Students could also study the uses of “double-voiced” language within a novel or film that represent different discourse or speech worlds of science, law, romance, politics, business, religion, etc. (Knoeller, 1998). For example, Mary Shelley’s (1977) novel, Frankenstein, contains “science talk” set against talk of political power, romance, and religion. Students also could collect some examples of parody or mimicry found in everyday conversation, television situation comedies, graffiti, song lyrics, cartoons, notes passed in class, or published satires. They could then discuss the different voices dramatized in parody or mimicry, as well as how parody or mimicry is being used to resist or criticize certain rules/norms or roles/identities. Students could also reflect on how their different voices represent different roles or identities associated with different worlds. For example, a student notes that in her waitress job, she adopts a “chatty, informal” voice associated with “making small-talk” with the customers, a role she is asked to adopt based on the manager’s belief in being “customer-friendly.” In contrast, she notes that in her chemistry class, she adopts a more formal role associated with a discourse of science and adopting an “objective” stance.

 

GIVING REASONS FOR PREDICTIONS 

 

As students move through a narrative, stop at different points in the story and have them write out optional predictions for what may happen next or how the story will end. Then, have them cite reasons for their predictions from both the previous events in the story and from their own knowledge of storylines. Then, at a later point in the story, have them determine whether their predictions were valid and reasons why they were or were not valid. They may also compare reasons for their predictions, noting that with familiar, prototypical genres, they have less difficulty making predictions than with more complex narratives.

 

STUDYING THE INFLUENCE OF BINARY CATEGORIES 

 

Students may also reflect on how their responses are shaped by various categories of oppositions: “good/evil,” “right/wrong,” “male/female,” “black/white,” “high/low,” “real/artificial," “love/hate,” etc. As poststructuralist critics point out, these categories themselves are suspect in that, as binary, either/or constructions, for example, “male”/“female,” or “white”/“black,” they limit or essentialize an understanding of the complexity of experience. Students could reflect on how their responses reflect the application of some of these binary categories.

 

STUDYING INITIATIONS

 

Students could study of examples of initiations in contemporary society, literature, and film. They could identify the larger purpose for the initiation as well as norms constituting success in achieving the initiation. For example, leaving home to travel or to attend college represents a form of initiation into new, different world (see Emra, 2001, for stories related to “leaving home.”)

 

HELPING STUDENTS SUSPEND DISBELIEF 

 

Reading fantasy and science fiction requires students to suspend their disbelief so that they can accept an alternative version of reality, something that may be difficult for “reality-bound” adolescents.
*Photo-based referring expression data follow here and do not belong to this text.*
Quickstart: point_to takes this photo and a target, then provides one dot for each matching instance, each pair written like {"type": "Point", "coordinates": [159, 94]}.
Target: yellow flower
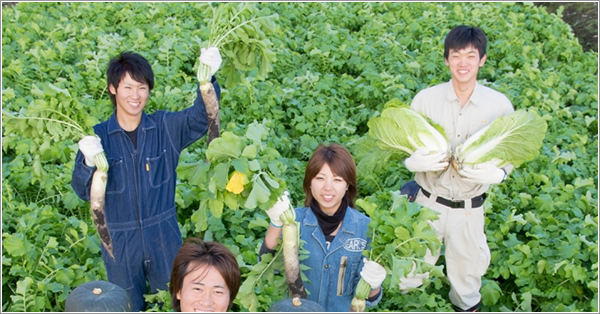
{"type": "Point", "coordinates": [236, 183]}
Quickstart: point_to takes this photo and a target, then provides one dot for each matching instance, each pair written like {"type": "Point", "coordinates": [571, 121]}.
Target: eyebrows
{"type": "Point", "coordinates": [198, 282]}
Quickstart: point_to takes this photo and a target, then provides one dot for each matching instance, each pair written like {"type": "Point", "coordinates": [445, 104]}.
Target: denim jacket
{"type": "Point", "coordinates": [334, 273]}
{"type": "Point", "coordinates": [141, 182]}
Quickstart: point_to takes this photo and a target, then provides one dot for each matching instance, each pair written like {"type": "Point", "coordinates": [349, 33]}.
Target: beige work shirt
{"type": "Point", "coordinates": [441, 105]}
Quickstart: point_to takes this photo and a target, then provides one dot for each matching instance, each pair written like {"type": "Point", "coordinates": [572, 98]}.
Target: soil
{"type": "Point", "coordinates": [581, 16]}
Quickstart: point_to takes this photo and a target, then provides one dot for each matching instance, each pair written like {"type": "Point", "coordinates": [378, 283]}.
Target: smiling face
{"type": "Point", "coordinates": [464, 64]}
{"type": "Point", "coordinates": [204, 290]}
{"type": "Point", "coordinates": [131, 97]}
{"type": "Point", "coordinates": [328, 189]}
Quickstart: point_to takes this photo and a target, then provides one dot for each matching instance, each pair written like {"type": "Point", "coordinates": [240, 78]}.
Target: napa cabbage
{"type": "Point", "coordinates": [402, 129]}
{"type": "Point", "coordinates": [514, 138]}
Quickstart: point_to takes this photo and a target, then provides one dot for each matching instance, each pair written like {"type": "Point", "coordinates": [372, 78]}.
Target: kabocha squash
{"type": "Point", "coordinates": [296, 305]}
{"type": "Point", "coordinates": [98, 296]}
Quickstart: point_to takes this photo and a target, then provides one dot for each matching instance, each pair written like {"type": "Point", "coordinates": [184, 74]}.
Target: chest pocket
{"type": "Point", "coordinates": [159, 169]}
{"type": "Point", "coordinates": [116, 181]}
{"type": "Point", "coordinates": [347, 275]}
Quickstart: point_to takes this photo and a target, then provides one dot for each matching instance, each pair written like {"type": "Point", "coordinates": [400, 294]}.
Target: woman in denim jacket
{"type": "Point", "coordinates": [334, 232]}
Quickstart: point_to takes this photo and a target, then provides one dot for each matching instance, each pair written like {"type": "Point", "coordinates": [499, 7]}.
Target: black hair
{"type": "Point", "coordinates": [463, 36]}
{"type": "Point", "coordinates": [128, 62]}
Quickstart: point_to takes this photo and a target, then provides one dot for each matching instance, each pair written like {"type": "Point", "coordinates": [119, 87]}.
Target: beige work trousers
{"type": "Point", "coordinates": [466, 251]}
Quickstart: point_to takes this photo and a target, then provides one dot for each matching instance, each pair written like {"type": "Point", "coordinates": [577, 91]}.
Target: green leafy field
{"type": "Point", "coordinates": [336, 65]}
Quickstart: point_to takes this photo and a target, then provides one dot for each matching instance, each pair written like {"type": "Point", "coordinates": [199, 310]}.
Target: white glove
{"type": "Point", "coordinates": [212, 58]}
{"type": "Point", "coordinates": [373, 273]}
{"type": "Point", "coordinates": [422, 161]}
{"type": "Point", "coordinates": [90, 146]}
{"type": "Point", "coordinates": [283, 204]}
{"type": "Point", "coordinates": [483, 173]}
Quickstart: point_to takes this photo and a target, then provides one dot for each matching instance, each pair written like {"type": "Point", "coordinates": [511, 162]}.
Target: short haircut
{"type": "Point", "coordinates": [128, 62]}
{"type": "Point", "coordinates": [339, 159]}
{"type": "Point", "coordinates": [463, 36]}
{"type": "Point", "coordinates": [195, 253]}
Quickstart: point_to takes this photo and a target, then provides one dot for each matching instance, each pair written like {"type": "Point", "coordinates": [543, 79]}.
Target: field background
{"type": "Point", "coordinates": [336, 66]}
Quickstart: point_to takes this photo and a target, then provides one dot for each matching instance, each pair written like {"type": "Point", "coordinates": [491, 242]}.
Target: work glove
{"type": "Point", "coordinates": [422, 161]}
{"type": "Point", "coordinates": [373, 273]}
{"type": "Point", "coordinates": [483, 173]}
{"type": "Point", "coordinates": [212, 58]}
{"type": "Point", "coordinates": [90, 146]}
{"type": "Point", "coordinates": [283, 204]}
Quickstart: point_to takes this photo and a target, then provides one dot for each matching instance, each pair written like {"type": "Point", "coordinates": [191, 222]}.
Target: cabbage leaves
{"type": "Point", "coordinates": [514, 138]}
{"type": "Point", "coordinates": [402, 129]}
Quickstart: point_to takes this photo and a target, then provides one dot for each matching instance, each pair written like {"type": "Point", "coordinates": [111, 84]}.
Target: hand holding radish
{"type": "Point", "coordinates": [373, 273]}
{"type": "Point", "coordinates": [483, 173]}
{"type": "Point", "coordinates": [283, 204]}
{"type": "Point", "coordinates": [422, 161]}
{"type": "Point", "coordinates": [90, 146]}
{"type": "Point", "coordinates": [212, 58]}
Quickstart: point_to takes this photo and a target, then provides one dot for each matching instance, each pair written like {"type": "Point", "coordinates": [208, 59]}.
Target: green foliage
{"type": "Point", "coordinates": [335, 66]}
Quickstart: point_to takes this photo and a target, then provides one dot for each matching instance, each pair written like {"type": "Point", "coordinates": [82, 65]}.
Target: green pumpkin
{"type": "Point", "coordinates": [296, 305]}
{"type": "Point", "coordinates": [98, 296]}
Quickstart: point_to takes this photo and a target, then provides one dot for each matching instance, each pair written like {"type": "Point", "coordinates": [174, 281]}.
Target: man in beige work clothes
{"type": "Point", "coordinates": [462, 107]}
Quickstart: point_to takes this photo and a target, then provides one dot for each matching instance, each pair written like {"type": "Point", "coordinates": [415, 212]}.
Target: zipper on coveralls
{"type": "Point", "coordinates": [342, 274]}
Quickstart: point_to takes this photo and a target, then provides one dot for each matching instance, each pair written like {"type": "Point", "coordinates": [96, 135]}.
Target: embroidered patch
{"type": "Point", "coordinates": [355, 244]}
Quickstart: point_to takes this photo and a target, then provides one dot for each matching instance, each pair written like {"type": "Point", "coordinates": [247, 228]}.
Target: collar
{"type": "Point", "coordinates": [476, 98]}
{"type": "Point", "coordinates": [350, 219]}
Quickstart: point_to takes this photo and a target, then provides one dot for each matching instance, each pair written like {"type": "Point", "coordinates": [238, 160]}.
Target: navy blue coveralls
{"type": "Point", "coordinates": [140, 194]}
For use in teaching a fantasy or science-fiction novel, devise some activities that would help students suspend their disbelief.

 

DEFINING RULES / NORMS

 

Describe the rules or norms operating in a class, school, peer group, workplace, community organization, or chat room, as well as a text world. What are those indicators or cues that suggest these rules or norms operating in these contexts, particularly the consequences of actions deemed as inappropriate?